Fold them up, punch some holes in them, and put them in your binder. I can see why you would need a ground plan, piece lists, and who what where sheets, by why oh why are they requireing you to keep a light plot and a sound plot?


----------



## punktech (Nov 21, 2006)

hmm, apparently not everyone does it the way that our prof is teaching us...i'll clarify what i mean by plot: a listing of the various elements needed for the production. a prop plot lists all the props, and the costume one all of the costumes,and the sound and light ones list all the obvious sound and light cues (ie "_the light of the fire slowly faded_" -or- "_a cow mooed in the distance_") the way i had it explained to me is that it's a way to have something to talk about in your initial meeting with the director and designers, and in subsequent production meetings. i have the actual lists (i now thoughtly hate the play i'm using, i've read it so many times) but i'm not sure what would be a good, clear way to organize them. i want something that i like and that makes sense to me


----------



## Sylak (Nov 21, 2006)

Well, here, for productions we use notes in teh scripts, except for a mic plot with is a spreadsheet (Name, Aotor, Scene1, Scene 2, etc) 

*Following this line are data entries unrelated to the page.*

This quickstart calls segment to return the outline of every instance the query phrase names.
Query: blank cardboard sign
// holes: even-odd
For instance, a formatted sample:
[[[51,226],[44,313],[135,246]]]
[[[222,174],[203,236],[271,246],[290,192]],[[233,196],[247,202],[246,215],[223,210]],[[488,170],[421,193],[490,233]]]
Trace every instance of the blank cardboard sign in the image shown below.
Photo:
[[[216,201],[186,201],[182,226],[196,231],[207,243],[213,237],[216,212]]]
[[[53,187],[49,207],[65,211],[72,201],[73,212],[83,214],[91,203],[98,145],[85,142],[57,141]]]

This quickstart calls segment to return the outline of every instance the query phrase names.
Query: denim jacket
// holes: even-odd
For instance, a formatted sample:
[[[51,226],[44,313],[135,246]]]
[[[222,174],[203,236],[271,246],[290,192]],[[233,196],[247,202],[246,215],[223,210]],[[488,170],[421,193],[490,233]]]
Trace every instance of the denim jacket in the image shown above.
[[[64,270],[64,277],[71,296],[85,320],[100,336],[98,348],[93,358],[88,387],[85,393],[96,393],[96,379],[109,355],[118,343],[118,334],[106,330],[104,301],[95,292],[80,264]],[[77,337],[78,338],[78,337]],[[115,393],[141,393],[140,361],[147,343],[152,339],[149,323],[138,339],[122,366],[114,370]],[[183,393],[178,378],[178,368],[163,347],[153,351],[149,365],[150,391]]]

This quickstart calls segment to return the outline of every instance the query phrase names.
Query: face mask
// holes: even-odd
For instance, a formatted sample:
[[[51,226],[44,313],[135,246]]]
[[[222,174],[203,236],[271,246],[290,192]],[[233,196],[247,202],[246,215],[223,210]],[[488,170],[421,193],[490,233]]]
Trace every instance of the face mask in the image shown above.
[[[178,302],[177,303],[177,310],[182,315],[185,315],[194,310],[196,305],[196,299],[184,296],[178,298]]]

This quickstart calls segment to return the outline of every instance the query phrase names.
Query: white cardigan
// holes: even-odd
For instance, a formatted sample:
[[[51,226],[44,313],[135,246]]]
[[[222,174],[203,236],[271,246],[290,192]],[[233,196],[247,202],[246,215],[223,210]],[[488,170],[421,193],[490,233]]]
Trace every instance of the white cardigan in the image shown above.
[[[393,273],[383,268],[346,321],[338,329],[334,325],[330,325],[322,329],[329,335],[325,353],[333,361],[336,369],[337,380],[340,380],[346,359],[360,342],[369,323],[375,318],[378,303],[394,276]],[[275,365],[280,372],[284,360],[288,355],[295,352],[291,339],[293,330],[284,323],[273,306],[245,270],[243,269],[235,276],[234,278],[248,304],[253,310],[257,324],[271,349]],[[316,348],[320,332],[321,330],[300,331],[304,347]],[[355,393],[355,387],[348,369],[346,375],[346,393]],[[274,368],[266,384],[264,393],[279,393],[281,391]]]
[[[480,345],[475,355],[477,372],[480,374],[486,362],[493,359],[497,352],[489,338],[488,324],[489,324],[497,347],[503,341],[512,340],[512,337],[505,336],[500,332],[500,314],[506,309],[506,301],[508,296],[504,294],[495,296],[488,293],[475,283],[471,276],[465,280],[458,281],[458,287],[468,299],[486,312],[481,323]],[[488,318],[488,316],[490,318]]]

For the dance recitles and talent show, its done in a spreadsheet which lists everything at once, the first column in the position adn the other columns are the scenes/acts

is this what you mean?


----------



## Footer (Nov 21, 2006)

punktech said:


> i want something that i like and that makes sense to me



You have your answer. My rule with paperwork is simply that. Its the reason I have about 40 different lightwright layout for whatever I am doing at the time.


----------



## Sylak (Nov 21, 2006)

Here's another thing we have, and i find very usefull especiall blind-patching for concerts between shows. We have a Dimmer Map in AutoCAD that indicated where each dimmer outlet is, so you have an idea of where teh light should be/is aimed. I find this a great orginizational tool (especially when its laminated and you can write in dry-erase on it to indicate if you have an extention cord runnig to a weird place or not)


----------



## punktech (Nov 26, 2006)

sylak, that is an AWESOME idea, laminating your light plots and sections...now to convince the higher ups we need a laminating machine ;-)


----------